The arguments from (1) are easily refuted, in my opinion. There’s nothing in our theories of the mind or physics to suggest AGI is impossible, and progress towards it is likely to continue at an exponential rate. To ignore the problem because it’s too far in the future may be human nature, but it’s a mistake (see: climate change).
The arguments from (2) sound like: “Anything with that level of intelligence would never make silly mistakes like turning the universe into paper clips,” or, “It’s ludicrous to assume that an AGI could ever obtain such god-like powers without human help,” or the classic, “We can just pull the plug if it turns evil.”
I lack the expertise for good rebuttals to the above. I’ll leave that to thinkers like Stuart Russell and Max Tegmark. But, while I think the philosophical and technical questions around AGI are worth having, I believe they are a kind of red herring when it comes to the value-alignment problem. In the present, with no hints of AGI around the corner, we are already facing the value-alignment problem with a different type of intelligence. Corporations.
Large corporations are, in a sense, machines that pursue goals independent from the goals of any particular employee or customer. Aligning these goals with humanity’s values is already a source of friction. Quite often, maximizing shareholder value (the typical goal of a corporation) does not align with human values.
To give a somewhat tired, but relevant, example, look at Facebook. Mark Zuckerberg did not set out to build a platform to increase political polarization, start an epidemic of depression and anxiety, and incite genocides. It’s safe to assume that nobody who works there wants these things either, but the goal of maximizing shareholder value, coupled with an ad-based revenue model, has led to bad incentives and created a Facebook machine that values our attention over our well-being.
This has led to machine learning algorithms, now a major component of the Facebook machine, being programmed with the seemingly innocuous goal of “surface content that users want to see.” A great example of failing the value-alignment problem because it turns out this goal, executed by algorithms with no understanding of human nature, has unexpected consequences that do not align with our values.

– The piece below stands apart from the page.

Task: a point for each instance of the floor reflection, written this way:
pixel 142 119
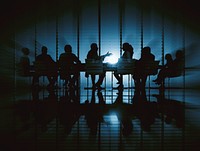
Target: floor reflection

We need to think more carefully about the incentives driving our companies and institutions. Companies tend to act like independent agents, prioritizing the incentive structures of their business models over the greater good. Furthermore, these incentives are now being programmed into constantly improving machine learning algorithms. These algorithms are far from super-intelligent AI, but they can still exert a lot of influence. We should not wait for AGI to be feasible to start thinking about the value-alignment problem. It is already very real.